The deadly derailment of a Metro-North Railroad train has reignited a decades-old debate on how to combat fatigue among locomotive engineers.
Experts said long hours, routine scenery and boredom can make an engineer lose focus and put the lives of train passengers and crew members in danger.
Union officials have said Metro-North engineer William Rockefeller dozed off during an early morning run south through the Bronx on Dec. 1, failing to slow the train from its 82-mph speed as it entered a sharp curve where the speed limit drops to 30 mph. The train -- seven passenger cars being pushed by a locomotive -- derailed, killing four people and injuring 71.
"You have to be perfect from the minute you step onto that train until the minute you step off," said David Rangel, deputy director of the Modoc Academy, an engineer-training facility in Marion, Ill.
Although the National Transportation Safety Board is still investigating the derailment, officials have said evidence points to fatigue -- a common factor in transportation accidents and one that some critics say has not been appropriately addressed in the railroad industry.
The 106-year-old federal Hours of Service Act dictates that engineers can work up to 11 hours and 59 minutes consecutively before requiring eight hours off. That does not account for commuting, socializing and other demands on their time. After working 12 hours or more, the law states, engineers require 10 hours off.
Michael Quinn, general chairman of the Brotherhood of Locomotive Engineers and Trainmen Local 269, the union representing Long Island Rail Road engineers, said the law is usually interpreted to count only consecutive hours operating a train. LIRR engineers can work as many as 14 days in a row before being required to take two days off, he said.
"Engineers on the LIRR are generally given ample time to rest between shifts," Quinn said.
Critics say the regulations are outdated and don't reflect newer research on sleep requirements and natural rest patterns. The Federal Railroad Administration over the years has lobbied for increased rest requirements and noted in a February report that fatigue can increase the likelihood of a train accident caused by human error by as much as 65 percent.
"The job itself, the actual running of the train, is mostly enjoyable. But then there's also a lot of boredom," said John Balderucci, a former Metro-North engineer who retired in 2010 after 23 years. "The rule book says 'a constant, vigilant lookout ahead.' You can't daydream. You can't do anything.
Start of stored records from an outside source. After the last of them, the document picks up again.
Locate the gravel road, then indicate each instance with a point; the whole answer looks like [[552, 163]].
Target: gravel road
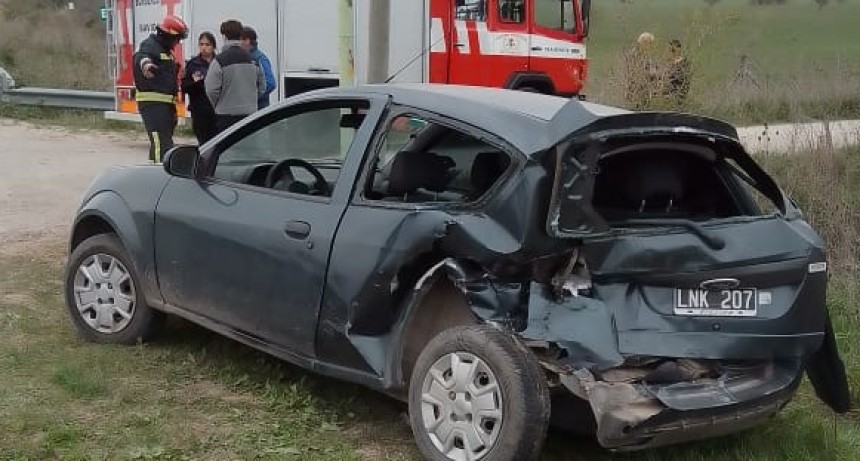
[[45, 173]]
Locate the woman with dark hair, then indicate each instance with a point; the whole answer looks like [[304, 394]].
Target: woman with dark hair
[[202, 113]]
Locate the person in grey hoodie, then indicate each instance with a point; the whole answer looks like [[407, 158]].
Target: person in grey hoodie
[[234, 82]]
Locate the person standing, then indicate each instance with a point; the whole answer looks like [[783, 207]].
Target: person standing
[[234, 83], [202, 112], [156, 81], [249, 43]]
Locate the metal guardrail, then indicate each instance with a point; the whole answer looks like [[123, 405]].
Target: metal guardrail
[[78, 99]]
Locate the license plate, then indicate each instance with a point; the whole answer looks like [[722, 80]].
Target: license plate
[[741, 302]]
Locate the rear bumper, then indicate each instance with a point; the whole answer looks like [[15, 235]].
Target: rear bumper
[[639, 416]]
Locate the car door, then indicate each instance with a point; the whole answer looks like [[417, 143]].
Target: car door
[[252, 257]]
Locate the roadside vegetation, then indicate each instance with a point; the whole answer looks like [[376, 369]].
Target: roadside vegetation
[[751, 64], [752, 61]]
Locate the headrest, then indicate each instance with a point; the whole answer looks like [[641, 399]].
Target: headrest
[[656, 181], [411, 170], [487, 168]]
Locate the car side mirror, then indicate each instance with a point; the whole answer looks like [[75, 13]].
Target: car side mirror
[[182, 161]]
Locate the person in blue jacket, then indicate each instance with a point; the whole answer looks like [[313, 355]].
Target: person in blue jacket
[[249, 42]]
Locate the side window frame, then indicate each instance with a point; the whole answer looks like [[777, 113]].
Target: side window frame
[[365, 175], [247, 127]]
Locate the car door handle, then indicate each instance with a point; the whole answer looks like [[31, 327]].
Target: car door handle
[[297, 229]]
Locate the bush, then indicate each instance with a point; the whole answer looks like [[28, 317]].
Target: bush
[[41, 45]]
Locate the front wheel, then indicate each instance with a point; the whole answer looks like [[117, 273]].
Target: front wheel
[[103, 294], [476, 395]]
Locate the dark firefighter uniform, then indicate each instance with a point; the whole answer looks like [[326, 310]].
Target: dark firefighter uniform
[[156, 96]]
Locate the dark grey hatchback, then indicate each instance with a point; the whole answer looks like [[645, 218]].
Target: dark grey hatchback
[[485, 255]]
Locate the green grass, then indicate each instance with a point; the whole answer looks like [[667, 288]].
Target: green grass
[[799, 54]]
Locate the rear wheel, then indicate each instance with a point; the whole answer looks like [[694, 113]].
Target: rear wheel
[[103, 294], [476, 395]]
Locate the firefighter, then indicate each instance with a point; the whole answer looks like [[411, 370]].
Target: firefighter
[[156, 81]]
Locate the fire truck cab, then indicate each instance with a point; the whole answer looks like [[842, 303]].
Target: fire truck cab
[[531, 45]]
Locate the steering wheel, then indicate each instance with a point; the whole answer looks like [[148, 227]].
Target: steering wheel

But the problem is that it becomes so monotonous."
Balderucci said adequate rest can be especially elusive for engineers with no seniority who alternate beween day and night shifts.
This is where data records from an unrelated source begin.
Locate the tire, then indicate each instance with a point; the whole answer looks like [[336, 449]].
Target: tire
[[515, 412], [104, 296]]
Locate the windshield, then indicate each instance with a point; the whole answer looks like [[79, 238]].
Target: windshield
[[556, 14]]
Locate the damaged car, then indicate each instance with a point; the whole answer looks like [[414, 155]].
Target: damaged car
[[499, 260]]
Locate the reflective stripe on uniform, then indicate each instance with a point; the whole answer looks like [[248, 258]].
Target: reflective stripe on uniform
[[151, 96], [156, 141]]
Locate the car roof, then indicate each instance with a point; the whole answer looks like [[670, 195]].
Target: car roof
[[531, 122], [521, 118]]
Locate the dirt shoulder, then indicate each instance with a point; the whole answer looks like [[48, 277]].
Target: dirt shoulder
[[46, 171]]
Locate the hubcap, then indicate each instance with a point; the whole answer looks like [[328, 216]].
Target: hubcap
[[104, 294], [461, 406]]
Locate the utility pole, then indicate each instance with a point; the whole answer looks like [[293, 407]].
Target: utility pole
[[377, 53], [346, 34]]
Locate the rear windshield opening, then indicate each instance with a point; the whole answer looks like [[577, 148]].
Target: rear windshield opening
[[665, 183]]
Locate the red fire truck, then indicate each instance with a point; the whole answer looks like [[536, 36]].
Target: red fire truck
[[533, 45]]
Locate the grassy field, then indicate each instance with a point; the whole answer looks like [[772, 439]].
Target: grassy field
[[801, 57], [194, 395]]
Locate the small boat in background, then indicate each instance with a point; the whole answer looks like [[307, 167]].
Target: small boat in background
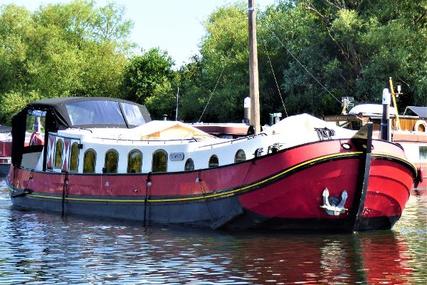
[[103, 157], [409, 130], [5, 150]]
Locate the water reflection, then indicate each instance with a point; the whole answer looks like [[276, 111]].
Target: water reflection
[[44, 248]]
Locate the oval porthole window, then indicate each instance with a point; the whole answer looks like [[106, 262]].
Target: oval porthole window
[[240, 156], [346, 146], [160, 161], [189, 165], [89, 162], [134, 161], [74, 157], [111, 161], [59, 149]]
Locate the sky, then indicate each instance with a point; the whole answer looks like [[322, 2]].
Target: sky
[[175, 26]]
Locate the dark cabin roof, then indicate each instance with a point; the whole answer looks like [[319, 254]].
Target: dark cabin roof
[[58, 107], [417, 110]]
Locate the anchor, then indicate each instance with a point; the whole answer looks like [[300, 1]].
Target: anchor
[[332, 205]]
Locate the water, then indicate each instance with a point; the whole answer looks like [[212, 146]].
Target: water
[[40, 248]]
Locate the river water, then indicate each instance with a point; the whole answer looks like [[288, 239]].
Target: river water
[[40, 248]]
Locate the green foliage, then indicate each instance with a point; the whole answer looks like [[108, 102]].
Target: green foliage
[[224, 64], [74, 49], [150, 80], [319, 50]]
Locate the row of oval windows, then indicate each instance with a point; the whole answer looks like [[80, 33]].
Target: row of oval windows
[[159, 163]]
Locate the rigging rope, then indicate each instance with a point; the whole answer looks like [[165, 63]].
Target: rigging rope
[[213, 91], [299, 62], [275, 80]]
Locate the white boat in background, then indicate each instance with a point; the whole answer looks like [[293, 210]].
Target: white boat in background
[[408, 130]]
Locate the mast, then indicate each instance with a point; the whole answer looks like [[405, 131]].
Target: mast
[[253, 68]]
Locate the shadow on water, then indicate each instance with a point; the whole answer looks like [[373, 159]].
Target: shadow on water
[[44, 248]]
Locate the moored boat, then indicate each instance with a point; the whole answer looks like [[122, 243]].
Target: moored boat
[[5, 150], [409, 130], [102, 158]]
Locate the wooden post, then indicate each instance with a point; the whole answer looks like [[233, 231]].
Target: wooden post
[[393, 96], [253, 68]]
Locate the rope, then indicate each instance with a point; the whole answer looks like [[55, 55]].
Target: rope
[[299, 62], [275, 80], [213, 91]]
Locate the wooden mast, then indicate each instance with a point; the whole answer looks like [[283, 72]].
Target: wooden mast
[[253, 68]]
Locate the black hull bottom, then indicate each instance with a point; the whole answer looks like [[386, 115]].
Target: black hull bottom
[[226, 214]]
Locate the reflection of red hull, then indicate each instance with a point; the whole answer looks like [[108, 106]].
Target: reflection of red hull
[[282, 191], [5, 154]]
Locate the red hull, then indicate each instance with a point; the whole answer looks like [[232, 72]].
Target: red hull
[[280, 189]]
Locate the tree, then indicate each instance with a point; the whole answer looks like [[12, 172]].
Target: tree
[[74, 49], [150, 80]]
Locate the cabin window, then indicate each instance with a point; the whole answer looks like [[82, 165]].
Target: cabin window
[[213, 161], [89, 161], [35, 125], [423, 153], [59, 149], [160, 161], [111, 161], [74, 157], [189, 165], [135, 161], [132, 114], [240, 156]]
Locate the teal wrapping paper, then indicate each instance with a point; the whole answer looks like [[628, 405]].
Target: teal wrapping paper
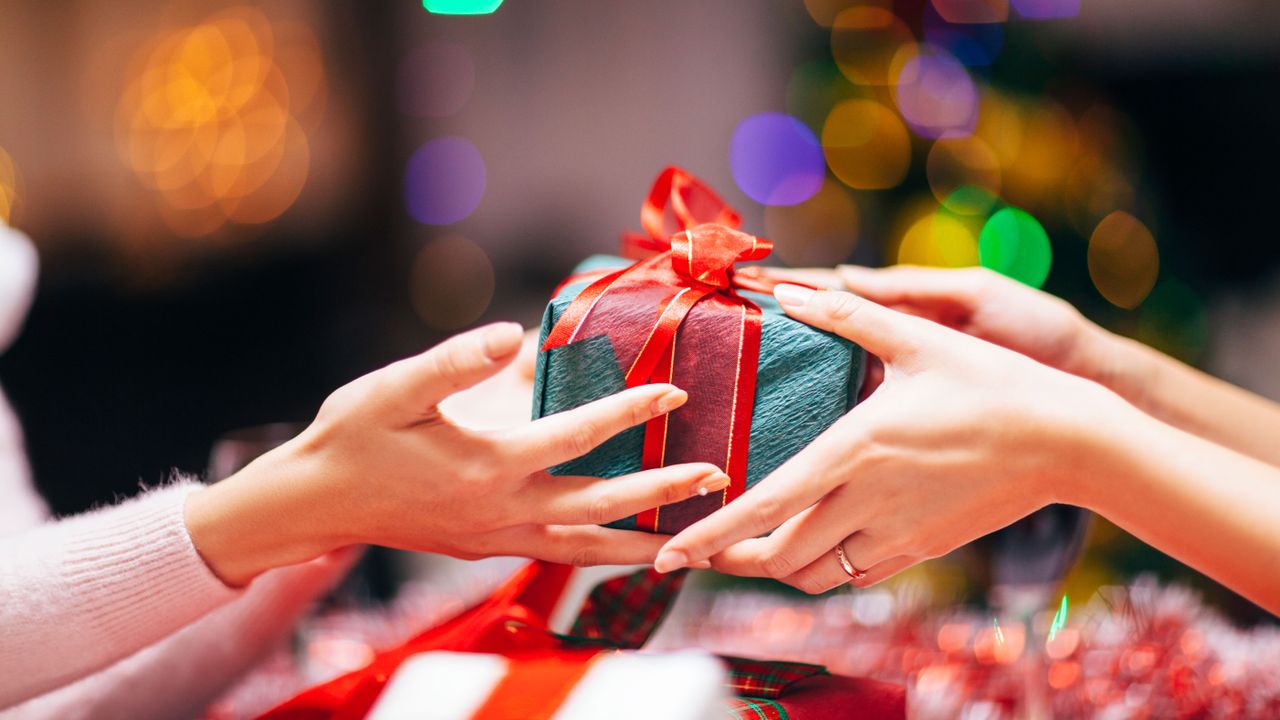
[[807, 379]]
Efforts to further regulate engineer rest have faced resistance from railroad labor and trade organizations, whose workers stand to lose money if forced to work fewer hours. Both Metro-North and LIRR engineers make a top annual base salary of about $77,000 a year, not including overtime and work rule payments.
In a 2005 report, the Brotherhood of Locomotive Engineers and Trainmen supported a comprehensive plan to address fatigue, but noted that "for labor, a tension exists between earning potential and fatigue from overworking."
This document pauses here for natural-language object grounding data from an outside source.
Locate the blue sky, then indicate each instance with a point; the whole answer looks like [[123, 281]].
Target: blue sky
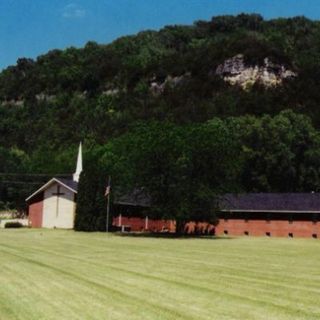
[[32, 27]]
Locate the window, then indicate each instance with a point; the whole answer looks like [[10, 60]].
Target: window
[[268, 217]]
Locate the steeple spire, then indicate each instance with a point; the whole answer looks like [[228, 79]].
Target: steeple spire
[[76, 175]]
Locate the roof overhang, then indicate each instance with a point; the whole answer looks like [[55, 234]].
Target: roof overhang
[[270, 211], [45, 186]]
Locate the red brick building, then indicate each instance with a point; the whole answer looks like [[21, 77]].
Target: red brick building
[[255, 214]]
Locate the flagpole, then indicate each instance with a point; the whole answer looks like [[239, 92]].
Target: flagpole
[[108, 206]]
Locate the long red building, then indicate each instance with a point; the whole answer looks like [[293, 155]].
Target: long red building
[[253, 214]]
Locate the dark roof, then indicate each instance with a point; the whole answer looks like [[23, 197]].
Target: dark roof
[[272, 202], [69, 182], [137, 198]]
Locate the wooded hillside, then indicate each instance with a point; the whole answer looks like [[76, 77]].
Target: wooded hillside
[[98, 93]]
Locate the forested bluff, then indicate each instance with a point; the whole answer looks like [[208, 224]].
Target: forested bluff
[[226, 105]]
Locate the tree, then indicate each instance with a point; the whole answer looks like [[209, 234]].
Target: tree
[[91, 209], [183, 169]]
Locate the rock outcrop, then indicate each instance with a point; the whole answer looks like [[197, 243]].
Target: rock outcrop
[[236, 72]]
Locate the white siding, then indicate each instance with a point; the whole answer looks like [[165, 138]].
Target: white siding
[[58, 213]]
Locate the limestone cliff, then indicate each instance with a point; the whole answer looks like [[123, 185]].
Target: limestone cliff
[[236, 72]]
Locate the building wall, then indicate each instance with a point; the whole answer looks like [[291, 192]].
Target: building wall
[[58, 212], [141, 224], [273, 228], [35, 210], [232, 227]]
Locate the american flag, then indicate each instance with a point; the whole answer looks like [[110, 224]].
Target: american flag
[[108, 188]]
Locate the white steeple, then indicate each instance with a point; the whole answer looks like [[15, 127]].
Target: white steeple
[[76, 175]]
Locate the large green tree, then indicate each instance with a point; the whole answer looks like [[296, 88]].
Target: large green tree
[[184, 169], [91, 211]]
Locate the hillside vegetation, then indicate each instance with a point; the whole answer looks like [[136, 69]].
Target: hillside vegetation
[[66, 275], [183, 76]]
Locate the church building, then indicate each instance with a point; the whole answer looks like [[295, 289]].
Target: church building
[[53, 205]]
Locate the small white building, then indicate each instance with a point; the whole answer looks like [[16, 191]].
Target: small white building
[[53, 205]]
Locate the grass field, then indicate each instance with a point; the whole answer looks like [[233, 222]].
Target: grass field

In 2008, the Federal Railroad Administration made some changes to the Hours of Service regulations to address the fatigue issue, including requiring railroads to eliminate schedules that posed higher risks of engineer fatigue.
But Patrick Sherry, co-director of the National Center for Intermodal Transportation at Mississippi State University, said more could be done. He said he would like to see railroads institute "countermeasures" to sleepiness among engineers, including more opportunities to nap at work, along with educational programs on the effects of fatigue.
Brian Heikkila, a former freight and passenger locomotive engineer and trainer, said government regulations aren't a panacea for tired engineers.
"It's up to the individual to see if he is fit for duty when reporting," said Heikkila, of Plains, Mont.
The MTA has instituted several policies in recent years aimed at keeping engineers' eyes on the rails, including a ban on cellphones and electronic devices, and a requirement that an engineer's cab door remain closed while a train is operating.
Engineers also undergo physical examinations every two years, MTA officials said.
On Sunday, Sen. Charles Schumer (D-N.Y.) and Sen. Richard Blumenthal (D-Conn.) called on the Federal Railroad Administration to require cameras inside engineers' cabs, in part to monitor their behavior.
Quinn, the LIRR union leader, said engineers, who undergo about a year of training before starting, also take a five-day "refresher test" every other year to recertify their competence. He said he'd like to see even more engineer training. For Metro North, the recertification is every three years, said MTA spokesman Sal Arena.
Former LIRR locomotive engineer Robert Haragsim, who retired in 1992 after 25 years, said keeping focus could be a struggle, especially when working seven days a week and making the same run back and forth several times in a single shift.
"Sometimes your mind wanders a little, but because the job is repetitive, you do the same thing every day," said Haragsim, 73, who lives in Pompano Beach, Fla. "It's like when you're driving a car for a long time."
He added, "You don't have somebody to take the wheel after a while. Your mind does drift."